The ORS Question answered . . . by you

1 litre ORS Sachets available in Zambia
ORS sachets bought in Zambia – note that they all make up 1 litre

I never tire of telling people that Open Innovation is an amazing phenomenon. Happily, it disproves the old adage: Ask a silly question… Because, in fact, you don’t get silly answers.

Nearly a dozen people, including several international experts in Oral Rehydration for diarrhoea, answered the question I posed last week – and we got some great responses. Fascinating reading. Well, I would say that . . . but you don’t have to be interested in diarrhoea to learn a few lessons on product development and marketing from the valuable insights people sent in.

When you start to question why things are designed as they are, it’s surprising how often the design suits the manufacturer or the supplier or the scientist or the packaging people and not the customer. Either that, or it still conforms to an original brief that doesn’t fit the new status quo.

So, why do ORS packets come in 1 litre sachets? What is the recommended dosage? And how do you make the instructions clear? Here are some of the things that our experts (and common sense non-experts) suggested.

Cost

  • ‘Having one ORS product for the pharmaceutical company allows it to concentrate its product base and lowers cost of manufacturing different ORS size packets’.

But hang on – that’s about the cost/benefit to the supplier, not the customer.

Convenience and ease of mixing

  • ‘Even though the ORS packet making up a 1 litre solution is promoted to be used by individual families, many times it is used in institutions where several litres are prepared in a day. So, the packet is convenient.’
  • ‘It is far easier to make-up 1 litre of the ORS than specifically 50ml or 200ml.’
  • ‘It’s easier to just make-up a big batch from the start and provide further ORS as and when needed.’ (Although you could argue its just as easy and efficient to only make what you need in the first place!)

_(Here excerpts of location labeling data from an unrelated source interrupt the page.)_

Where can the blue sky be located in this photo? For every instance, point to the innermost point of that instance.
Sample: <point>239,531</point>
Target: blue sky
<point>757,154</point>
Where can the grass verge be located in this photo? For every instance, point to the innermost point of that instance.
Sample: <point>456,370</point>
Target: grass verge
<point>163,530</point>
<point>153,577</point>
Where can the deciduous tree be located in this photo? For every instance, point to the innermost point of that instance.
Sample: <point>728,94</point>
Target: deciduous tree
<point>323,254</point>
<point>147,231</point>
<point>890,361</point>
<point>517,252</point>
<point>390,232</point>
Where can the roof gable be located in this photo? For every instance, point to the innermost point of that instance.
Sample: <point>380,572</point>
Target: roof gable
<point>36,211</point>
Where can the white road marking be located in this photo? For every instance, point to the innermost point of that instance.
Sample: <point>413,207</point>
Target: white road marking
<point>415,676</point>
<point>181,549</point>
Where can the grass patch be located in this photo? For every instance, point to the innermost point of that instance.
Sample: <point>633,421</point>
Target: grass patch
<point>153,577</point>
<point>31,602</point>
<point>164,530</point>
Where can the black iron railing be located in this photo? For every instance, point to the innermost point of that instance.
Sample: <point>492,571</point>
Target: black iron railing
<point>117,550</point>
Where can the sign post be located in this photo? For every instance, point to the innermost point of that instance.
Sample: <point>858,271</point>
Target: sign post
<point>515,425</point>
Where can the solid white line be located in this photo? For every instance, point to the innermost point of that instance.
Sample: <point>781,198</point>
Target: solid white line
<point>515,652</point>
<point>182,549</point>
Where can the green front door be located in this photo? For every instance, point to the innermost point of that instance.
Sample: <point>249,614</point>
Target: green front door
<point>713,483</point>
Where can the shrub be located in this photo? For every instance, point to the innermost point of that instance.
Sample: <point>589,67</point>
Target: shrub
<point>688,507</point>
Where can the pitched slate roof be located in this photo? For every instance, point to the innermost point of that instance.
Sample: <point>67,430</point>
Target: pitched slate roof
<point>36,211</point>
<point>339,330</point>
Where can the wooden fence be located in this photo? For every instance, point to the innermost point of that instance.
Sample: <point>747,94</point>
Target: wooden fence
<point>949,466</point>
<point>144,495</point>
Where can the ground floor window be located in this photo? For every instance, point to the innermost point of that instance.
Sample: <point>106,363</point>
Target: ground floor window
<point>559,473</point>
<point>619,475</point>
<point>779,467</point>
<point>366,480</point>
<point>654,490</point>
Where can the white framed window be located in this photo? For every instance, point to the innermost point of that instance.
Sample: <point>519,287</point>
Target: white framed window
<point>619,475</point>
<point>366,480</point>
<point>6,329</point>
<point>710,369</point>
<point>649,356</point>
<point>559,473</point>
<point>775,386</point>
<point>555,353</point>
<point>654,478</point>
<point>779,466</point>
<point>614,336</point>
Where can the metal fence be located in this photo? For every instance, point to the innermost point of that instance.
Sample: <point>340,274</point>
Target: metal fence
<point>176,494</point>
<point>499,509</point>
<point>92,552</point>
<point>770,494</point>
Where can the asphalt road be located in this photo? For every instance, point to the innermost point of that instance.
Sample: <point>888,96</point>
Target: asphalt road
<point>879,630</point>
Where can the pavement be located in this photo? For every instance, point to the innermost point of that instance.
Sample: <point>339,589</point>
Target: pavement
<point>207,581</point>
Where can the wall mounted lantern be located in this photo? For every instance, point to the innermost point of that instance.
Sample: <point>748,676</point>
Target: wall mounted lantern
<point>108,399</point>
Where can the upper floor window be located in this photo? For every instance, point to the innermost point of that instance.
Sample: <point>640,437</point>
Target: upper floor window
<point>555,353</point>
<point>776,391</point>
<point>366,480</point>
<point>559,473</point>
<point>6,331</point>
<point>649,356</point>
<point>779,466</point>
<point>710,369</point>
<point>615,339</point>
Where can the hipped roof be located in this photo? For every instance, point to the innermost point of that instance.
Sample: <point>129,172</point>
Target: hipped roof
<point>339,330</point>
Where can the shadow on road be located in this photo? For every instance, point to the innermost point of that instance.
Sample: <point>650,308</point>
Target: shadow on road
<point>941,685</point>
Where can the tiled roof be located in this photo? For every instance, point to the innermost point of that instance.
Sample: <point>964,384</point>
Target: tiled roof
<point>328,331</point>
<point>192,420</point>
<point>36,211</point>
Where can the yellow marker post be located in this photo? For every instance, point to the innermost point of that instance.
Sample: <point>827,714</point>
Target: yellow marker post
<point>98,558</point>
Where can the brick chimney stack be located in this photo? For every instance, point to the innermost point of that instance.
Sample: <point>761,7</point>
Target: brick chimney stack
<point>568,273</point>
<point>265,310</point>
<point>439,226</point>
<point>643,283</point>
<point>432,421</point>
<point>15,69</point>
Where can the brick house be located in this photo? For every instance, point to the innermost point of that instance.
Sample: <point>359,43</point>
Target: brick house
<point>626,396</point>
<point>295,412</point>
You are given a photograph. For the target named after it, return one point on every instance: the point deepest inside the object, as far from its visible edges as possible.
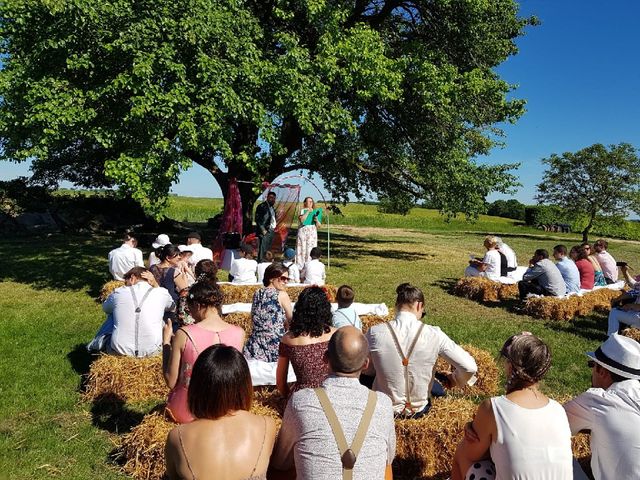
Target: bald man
(306, 437)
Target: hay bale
(108, 288)
(132, 379)
(425, 447)
(484, 290)
(488, 374)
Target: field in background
(49, 311)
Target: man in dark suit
(265, 224)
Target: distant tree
(375, 96)
(511, 208)
(593, 182)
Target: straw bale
(425, 447)
(132, 379)
(484, 290)
(108, 288)
(488, 373)
(632, 332)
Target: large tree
(595, 183)
(395, 97)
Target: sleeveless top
(251, 477)
(532, 444)
(198, 339)
(307, 362)
(267, 316)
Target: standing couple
(310, 219)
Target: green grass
(47, 300)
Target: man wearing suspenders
(342, 429)
(404, 351)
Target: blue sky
(578, 71)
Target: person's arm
(468, 452)
(171, 356)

Again – these points look convenient for institutions, not the home-based customer in a remote village – who may not even know what a litre is, or have a litre measure to hand, and certainly doesn’t want to throw away what she doesn’t need, but, at the same time, shouldn’t leave the mixture standing around in the heat and the flies.

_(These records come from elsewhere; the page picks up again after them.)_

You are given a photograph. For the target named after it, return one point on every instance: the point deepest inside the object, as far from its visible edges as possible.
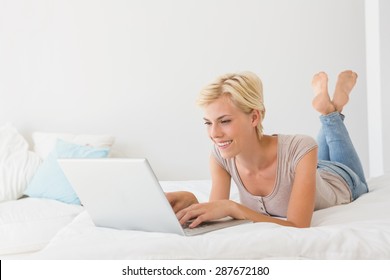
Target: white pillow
(17, 164)
(45, 142)
(28, 224)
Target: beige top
(331, 189)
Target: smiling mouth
(224, 144)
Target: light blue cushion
(50, 181)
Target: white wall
(133, 69)
(384, 27)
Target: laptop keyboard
(211, 226)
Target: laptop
(124, 193)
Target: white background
(133, 69)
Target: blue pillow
(50, 181)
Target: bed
(43, 228)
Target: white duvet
(360, 230)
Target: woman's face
(228, 127)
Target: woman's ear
(256, 117)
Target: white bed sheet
(360, 230)
(27, 225)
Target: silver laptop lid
(121, 193)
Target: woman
(281, 179)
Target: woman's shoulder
(296, 139)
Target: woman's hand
(202, 212)
(180, 200)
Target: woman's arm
(300, 208)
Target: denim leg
(342, 152)
(323, 149)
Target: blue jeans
(337, 154)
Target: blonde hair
(244, 89)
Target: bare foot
(321, 101)
(345, 83)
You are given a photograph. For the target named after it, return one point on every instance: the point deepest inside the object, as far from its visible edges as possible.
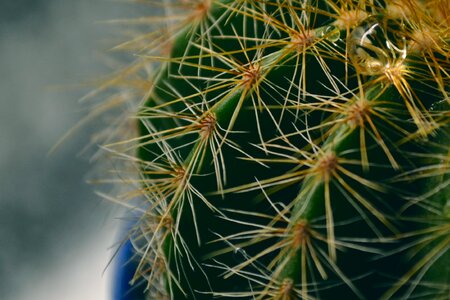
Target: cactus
(293, 149)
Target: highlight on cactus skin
(287, 149)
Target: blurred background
(56, 235)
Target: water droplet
(330, 33)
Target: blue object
(125, 266)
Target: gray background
(55, 233)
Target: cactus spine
(294, 149)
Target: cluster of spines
(338, 98)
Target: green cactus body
(297, 150)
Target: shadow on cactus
(293, 149)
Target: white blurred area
(56, 235)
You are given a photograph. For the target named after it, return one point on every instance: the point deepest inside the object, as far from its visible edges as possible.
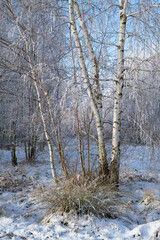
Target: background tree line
(77, 75)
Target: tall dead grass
(81, 196)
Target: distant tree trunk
(115, 156)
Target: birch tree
(94, 96)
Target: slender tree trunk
(14, 140)
(103, 166)
(115, 156)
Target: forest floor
(21, 217)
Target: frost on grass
(82, 196)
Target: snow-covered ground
(21, 217)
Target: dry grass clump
(11, 182)
(81, 196)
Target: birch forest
(79, 80)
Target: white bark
(115, 156)
(103, 167)
(97, 91)
(33, 75)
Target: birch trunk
(115, 156)
(103, 166)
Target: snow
(21, 216)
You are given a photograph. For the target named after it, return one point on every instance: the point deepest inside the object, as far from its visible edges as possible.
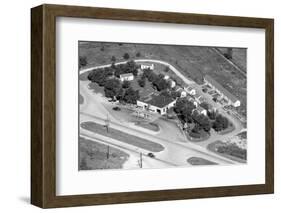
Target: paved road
(186, 80)
(175, 152)
(133, 161)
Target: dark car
(116, 108)
(151, 155)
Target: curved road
(185, 150)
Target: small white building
(171, 83)
(182, 92)
(200, 110)
(126, 77)
(166, 77)
(156, 103)
(147, 66)
(199, 98)
(231, 99)
(190, 99)
(190, 90)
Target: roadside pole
(107, 153)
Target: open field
(150, 126)
(194, 62)
(81, 99)
(93, 155)
(239, 57)
(228, 151)
(143, 91)
(229, 129)
(196, 161)
(122, 136)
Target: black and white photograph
(159, 106)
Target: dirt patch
(94, 155)
(123, 137)
(196, 161)
(230, 151)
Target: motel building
(200, 110)
(231, 99)
(126, 77)
(156, 103)
(147, 66)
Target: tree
(184, 109)
(142, 82)
(113, 58)
(112, 88)
(126, 56)
(202, 121)
(205, 105)
(175, 94)
(126, 84)
(160, 83)
(166, 69)
(131, 96)
(212, 114)
(220, 123)
(82, 61)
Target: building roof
(221, 88)
(159, 101)
(126, 75)
(189, 88)
(197, 96)
(200, 109)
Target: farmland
(193, 62)
(93, 155)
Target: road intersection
(175, 153)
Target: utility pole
(107, 153)
(107, 121)
(141, 160)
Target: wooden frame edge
(43, 87)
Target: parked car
(151, 155)
(205, 90)
(116, 108)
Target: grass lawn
(196, 161)
(123, 137)
(238, 57)
(193, 61)
(197, 137)
(150, 126)
(93, 155)
(96, 88)
(81, 99)
(229, 152)
(143, 91)
(229, 129)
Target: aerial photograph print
(144, 106)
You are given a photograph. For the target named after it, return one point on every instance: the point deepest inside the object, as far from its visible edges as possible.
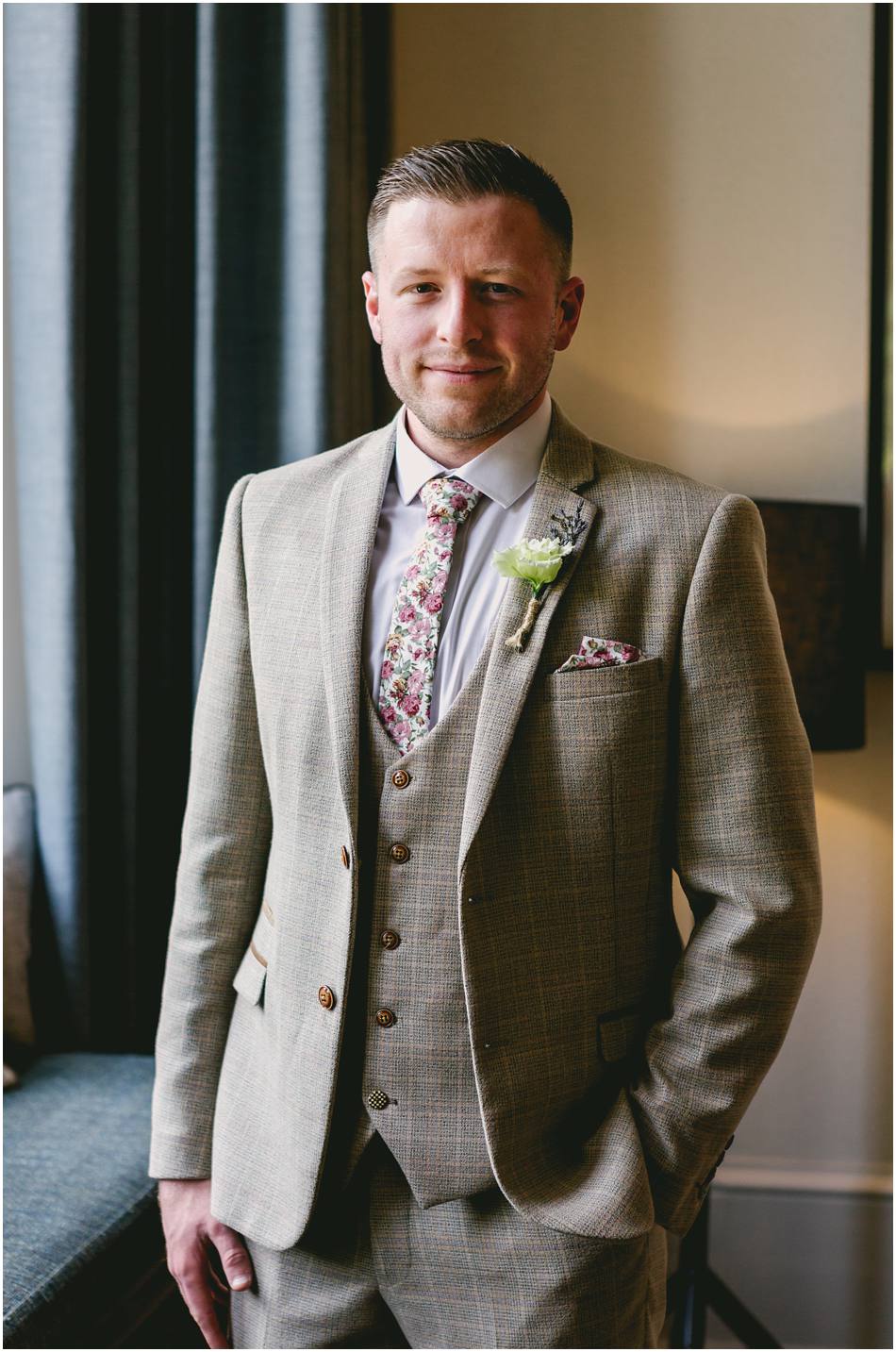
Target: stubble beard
(503, 406)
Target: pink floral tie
(408, 662)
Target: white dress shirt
(506, 475)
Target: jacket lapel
(349, 536)
(567, 464)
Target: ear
(572, 296)
(372, 305)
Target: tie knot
(449, 498)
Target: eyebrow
(505, 269)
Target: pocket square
(602, 652)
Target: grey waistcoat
(422, 1059)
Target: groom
(433, 1067)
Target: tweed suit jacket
(611, 1063)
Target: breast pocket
(602, 681)
(252, 973)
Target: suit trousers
(373, 1270)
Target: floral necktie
(408, 662)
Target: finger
(233, 1255)
(202, 1306)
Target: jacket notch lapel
(349, 537)
(568, 462)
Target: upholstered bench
(81, 1230)
(84, 1252)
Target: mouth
(461, 375)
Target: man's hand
(195, 1240)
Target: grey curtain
(186, 197)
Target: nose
(459, 319)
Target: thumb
(234, 1256)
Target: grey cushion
(75, 1144)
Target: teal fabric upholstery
(80, 1217)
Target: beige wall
(718, 164)
(717, 161)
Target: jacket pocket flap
(250, 975)
(619, 1033)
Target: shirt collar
(502, 472)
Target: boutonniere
(539, 562)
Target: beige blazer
(627, 1061)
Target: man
(469, 1074)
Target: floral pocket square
(602, 652)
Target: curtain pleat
(186, 200)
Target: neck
(452, 453)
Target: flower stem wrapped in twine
(518, 640)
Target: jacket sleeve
(746, 855)
(224, 843)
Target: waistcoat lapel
(349, 536)
(567, 464)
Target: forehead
(424, 231)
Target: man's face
(467, 308)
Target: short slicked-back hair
(464, 171)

Minimising the possibility of errors

  • ‘1 litre is a bigger volume so there is greater margin for error in dilution – making up 800ml or even 1.2 litres by accident doesn’t make a huge difference to the efficacy of the ORS’.
  • ‘It is vital to simplify the process as much as possible. If a patient normally makes up their ORS to 1 litre and bought a different sized ORS sachet, there is the possibility of them making the ORS to a different concentration (one that is ineffective or even worsens their condition)’.  [but see ‘The crux of the issue’ below]

Ahhh – but surely the answer to this one is to give them a measuring vessel? And… in spite of all the instructions, everyone agreed that the particular packet we were looking at was easy to misunderstand.

Red tape

  • ‘Selling a single product in a single dose involves significantly less regulatory red-tape than otherwise’.

The crux of the issue

Then we got a really good insight from a person-who-knows at WHO:

“When the one litre package was designed and promoted by WHO and UNICEF, it was intended for use essentially in health facilities. For home treatment of diarrhoea, the emphasis was put on homemade solutions. However, it is clear that more and more often ORS is being used at home and for home treatment a one litre package is clearly inadequate.

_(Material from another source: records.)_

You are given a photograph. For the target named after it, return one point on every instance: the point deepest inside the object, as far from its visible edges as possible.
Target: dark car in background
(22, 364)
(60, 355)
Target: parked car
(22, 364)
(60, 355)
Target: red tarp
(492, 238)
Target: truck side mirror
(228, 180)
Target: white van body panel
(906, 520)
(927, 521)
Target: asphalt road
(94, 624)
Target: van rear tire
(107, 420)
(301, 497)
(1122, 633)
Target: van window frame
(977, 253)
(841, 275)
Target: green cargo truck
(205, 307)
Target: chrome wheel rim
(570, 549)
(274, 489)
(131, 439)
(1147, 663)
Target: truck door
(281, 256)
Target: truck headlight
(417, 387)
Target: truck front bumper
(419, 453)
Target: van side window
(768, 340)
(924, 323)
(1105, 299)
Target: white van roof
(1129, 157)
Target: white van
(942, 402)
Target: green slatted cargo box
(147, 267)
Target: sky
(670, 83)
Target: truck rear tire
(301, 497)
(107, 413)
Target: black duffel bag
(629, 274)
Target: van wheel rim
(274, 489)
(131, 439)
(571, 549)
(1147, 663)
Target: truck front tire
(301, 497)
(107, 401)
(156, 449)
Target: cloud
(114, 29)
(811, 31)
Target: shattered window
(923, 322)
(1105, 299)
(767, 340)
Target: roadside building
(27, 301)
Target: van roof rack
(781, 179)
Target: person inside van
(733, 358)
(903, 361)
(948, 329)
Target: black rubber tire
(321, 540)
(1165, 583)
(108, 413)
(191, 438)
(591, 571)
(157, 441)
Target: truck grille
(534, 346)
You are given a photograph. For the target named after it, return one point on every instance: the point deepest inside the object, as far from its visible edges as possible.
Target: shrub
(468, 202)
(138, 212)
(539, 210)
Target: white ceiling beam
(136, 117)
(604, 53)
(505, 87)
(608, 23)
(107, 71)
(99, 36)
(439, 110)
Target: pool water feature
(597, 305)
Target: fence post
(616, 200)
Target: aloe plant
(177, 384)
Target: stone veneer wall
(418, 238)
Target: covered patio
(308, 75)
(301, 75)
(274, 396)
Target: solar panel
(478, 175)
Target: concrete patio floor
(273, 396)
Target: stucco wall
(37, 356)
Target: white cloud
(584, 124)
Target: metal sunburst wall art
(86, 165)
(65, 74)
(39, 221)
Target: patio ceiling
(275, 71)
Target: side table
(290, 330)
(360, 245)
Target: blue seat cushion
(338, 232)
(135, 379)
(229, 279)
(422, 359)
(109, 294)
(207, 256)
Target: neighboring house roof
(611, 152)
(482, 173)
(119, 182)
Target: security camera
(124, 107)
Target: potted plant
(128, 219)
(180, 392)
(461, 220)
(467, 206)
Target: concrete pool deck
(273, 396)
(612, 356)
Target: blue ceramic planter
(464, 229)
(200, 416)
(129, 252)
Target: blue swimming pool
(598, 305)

“For home treatment of diarrhoea, studies have shown that the average consumption of ORS is 400ml per day for an average of two days…. And what we see in many countries is that mothers, especially in a very poor environment, who do not like to discard leftover solution, do not dissolve an entire packet of ORS in one litre of water, but just pour a little bit of powder in an undetermined amount of water, making a solution of unknown concentration, sometimes too diluted to be effective, and sometimes too concentrated to the point of aggravating diarrhoea through osmotic diarrhoea.

“Realising this, WHO and UNICEF are now recommending the use of smaller ORS packets for home use (200ml ORS packets and 500 ml ORS packets), which are now being supplied by UNICEF.”

The implications for us

We are seeking to increase home use of ORS for the treatment of diarrhoea and so smaller sachets of flavoured ORS would be ideal. If the average consumption in the household situation is 400ml, then, on average, 600ml will be thrown away each day if we use sachets that make up a litre. The problem is that I have never seen smaller sachets for sale in Zambia except for a product called REHIDRAT. REHIDRAT makes up 250ml of non-WHO approved solution and is marketed as a ‘life style ORS’ for sports people and the like and sells for between three and nine times the price of the 1 litre sachets pictured above.

Why don’t we use UNICEF ones?

Zambia does not procure ORS from UNICEF and even if it did they would be distributed through the public sector free of charge. The ORS we distribute will be part of a kit with a recommended retail price on it. If it contained a readily recognised ORS sachet which was free from clinics people are likely to get suspicious. Ours will be a commercial product and so needs to look like a commercial product.

Next move

It’s time to pound the streets to see if we can find someone who can make them! This is not part of our carefully thought out plan.